The most prevalent counterfeiting technique is re-badged product. It is a simple matter to remove the existing mark from a chip package and put on a new logo and part number, or a different brand, a different speed – and sell the semiconductor to an unsuspecting buyer who has no way of making sure that the product is “real”. Sometimes the chip is only an empty package with no die inside. It is true that the finished system would fail before it left the factory – but this still requires expensive investigation and rework, with no part available to replace the bad one, causing the dreaded exclamation “Line Down!” But the failure of borderline ICs may not occur until the system is in the field, and field repairs can cost ten times as much to fix as those caught before they leave the factory. Counterfeiting can also be from chips which are gleaned from discarded scrap boards. After remarking with a different manufacturer’s logo, they are inserted into the supply chain and sold to innocent buyers - who naturally who assume that the products are genuine.
Usually, it is impossible to identify counterfeit components until they are fitted on a PCB when the first tests are made on the final product. Failure requires the costly identification of the components at fault and then lifting them from all boards in the production line. Complete batches of finished products may need to be recalled to the factory – directly hurting a company’s bottom line. Technical measures to solve this problem have previously included visual inspection of devices for marking errors – which needs a trained eye for all possible variations in marking. Electronically testing or x-raying every incoming batch is another technique. Another destructive method is to use a complex decapsulation system in order to visually inspect IC die sample, immediately losing revenue due to the component’s destruction. Not only is this expensive and time consuming, it requires complex training, skilled operators, and expensive equipment.

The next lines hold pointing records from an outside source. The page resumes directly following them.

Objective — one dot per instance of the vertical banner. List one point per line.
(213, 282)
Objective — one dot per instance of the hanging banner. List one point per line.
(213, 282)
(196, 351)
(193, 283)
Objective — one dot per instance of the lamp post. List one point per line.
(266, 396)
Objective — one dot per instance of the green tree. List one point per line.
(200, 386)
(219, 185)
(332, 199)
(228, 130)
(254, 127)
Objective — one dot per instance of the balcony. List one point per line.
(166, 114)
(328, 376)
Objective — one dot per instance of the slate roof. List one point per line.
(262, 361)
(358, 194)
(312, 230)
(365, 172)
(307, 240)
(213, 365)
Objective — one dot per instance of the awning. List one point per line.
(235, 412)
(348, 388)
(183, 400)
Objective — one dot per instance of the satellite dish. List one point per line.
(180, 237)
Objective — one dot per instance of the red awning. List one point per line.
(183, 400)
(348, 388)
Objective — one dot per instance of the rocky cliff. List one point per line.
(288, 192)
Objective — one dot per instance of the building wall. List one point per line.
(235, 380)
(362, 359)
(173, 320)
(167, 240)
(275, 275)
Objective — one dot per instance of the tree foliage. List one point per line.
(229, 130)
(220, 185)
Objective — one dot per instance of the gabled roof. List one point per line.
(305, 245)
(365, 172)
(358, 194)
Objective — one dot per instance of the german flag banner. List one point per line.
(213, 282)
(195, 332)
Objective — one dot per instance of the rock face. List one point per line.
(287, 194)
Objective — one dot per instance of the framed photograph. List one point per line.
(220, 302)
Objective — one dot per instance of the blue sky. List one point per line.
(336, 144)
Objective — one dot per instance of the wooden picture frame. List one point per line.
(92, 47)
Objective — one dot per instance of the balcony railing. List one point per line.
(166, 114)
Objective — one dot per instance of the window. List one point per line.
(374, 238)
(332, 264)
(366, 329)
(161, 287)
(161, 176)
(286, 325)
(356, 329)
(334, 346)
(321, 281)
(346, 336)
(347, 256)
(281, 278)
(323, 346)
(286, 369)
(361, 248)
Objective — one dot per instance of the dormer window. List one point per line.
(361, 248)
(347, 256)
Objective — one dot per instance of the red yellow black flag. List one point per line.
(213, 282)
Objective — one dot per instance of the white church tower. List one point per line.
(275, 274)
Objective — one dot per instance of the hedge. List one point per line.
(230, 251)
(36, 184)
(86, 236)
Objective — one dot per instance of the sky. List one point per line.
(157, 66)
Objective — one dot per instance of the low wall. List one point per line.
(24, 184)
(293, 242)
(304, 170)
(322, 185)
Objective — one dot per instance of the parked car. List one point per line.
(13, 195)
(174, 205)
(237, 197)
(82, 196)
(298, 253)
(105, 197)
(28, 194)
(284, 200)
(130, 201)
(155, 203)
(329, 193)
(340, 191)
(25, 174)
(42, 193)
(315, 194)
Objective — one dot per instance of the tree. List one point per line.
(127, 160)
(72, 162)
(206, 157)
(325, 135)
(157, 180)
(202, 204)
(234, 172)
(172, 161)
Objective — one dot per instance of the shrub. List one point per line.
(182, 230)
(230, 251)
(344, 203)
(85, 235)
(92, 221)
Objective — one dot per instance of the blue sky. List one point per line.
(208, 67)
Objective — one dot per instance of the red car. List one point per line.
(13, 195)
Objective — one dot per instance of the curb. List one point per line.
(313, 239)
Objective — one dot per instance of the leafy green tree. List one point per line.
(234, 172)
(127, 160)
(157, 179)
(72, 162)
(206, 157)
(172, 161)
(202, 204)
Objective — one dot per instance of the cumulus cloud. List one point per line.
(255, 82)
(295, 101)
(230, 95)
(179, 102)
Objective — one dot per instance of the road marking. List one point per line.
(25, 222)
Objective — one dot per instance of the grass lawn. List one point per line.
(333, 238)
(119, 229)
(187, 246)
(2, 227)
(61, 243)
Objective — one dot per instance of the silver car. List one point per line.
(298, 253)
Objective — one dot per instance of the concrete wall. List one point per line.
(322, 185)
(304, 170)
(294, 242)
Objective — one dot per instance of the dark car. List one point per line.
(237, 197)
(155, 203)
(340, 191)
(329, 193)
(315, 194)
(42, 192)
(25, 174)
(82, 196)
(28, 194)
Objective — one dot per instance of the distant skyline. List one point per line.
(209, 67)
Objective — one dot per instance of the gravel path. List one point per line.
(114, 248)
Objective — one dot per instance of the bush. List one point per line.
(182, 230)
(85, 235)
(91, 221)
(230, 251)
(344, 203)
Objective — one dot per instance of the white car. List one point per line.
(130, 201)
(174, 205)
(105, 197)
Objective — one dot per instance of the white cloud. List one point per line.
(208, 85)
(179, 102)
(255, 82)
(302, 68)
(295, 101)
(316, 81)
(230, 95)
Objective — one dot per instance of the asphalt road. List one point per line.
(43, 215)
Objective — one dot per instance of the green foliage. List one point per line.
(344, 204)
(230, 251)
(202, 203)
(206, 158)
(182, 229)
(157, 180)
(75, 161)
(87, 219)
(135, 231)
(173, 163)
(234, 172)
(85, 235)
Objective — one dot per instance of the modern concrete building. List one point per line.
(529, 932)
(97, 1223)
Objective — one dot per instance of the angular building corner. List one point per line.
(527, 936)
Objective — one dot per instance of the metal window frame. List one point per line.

Here is a solution to that problem:
- To offer a simple and easy to use system that can be operated by any personnel, and particularly non-technical staff.
- To provide a powerful solution that would lead to the detection of counterfeit devices, thus protecting a business from very high unexpected costs.
SENTRY is an easy to use tester, aimed at goods inwards inspectors and designed to measure the unique electrical signature (PinPrint) of components. The information collected is managed through a database and is used to compare known good devices against suspect components. Typically, SENTRY can easily detect missing or incorrect dies, lack of bond wires, inaccurate pin outs and pin impedance variations. Simple pass or fail results are returned after testing, offering a high level of confidence in the authenticity of components. SENTRY does not require any knowledge of electronics to use efficiently. For in-depth analysis though, PinPrints can be reviewed and full reports can be generated. The SENTRY software also offers options for customization and the ability to store essential documentation such as photos, PDF datasheets, web pages and images. SENTRY is able to accommodate virtually all types of components, from simple two pin devices to more complex packages such as BGA. A range of standard and universal adapters is available and custom designs can also be supplied. In order to ensure consistency throughout the whole supply chain, SENTRY is designed to support data sharing. This means that the PinPrints of a given component can be shared between users, from the OEM through to the distributor and end user.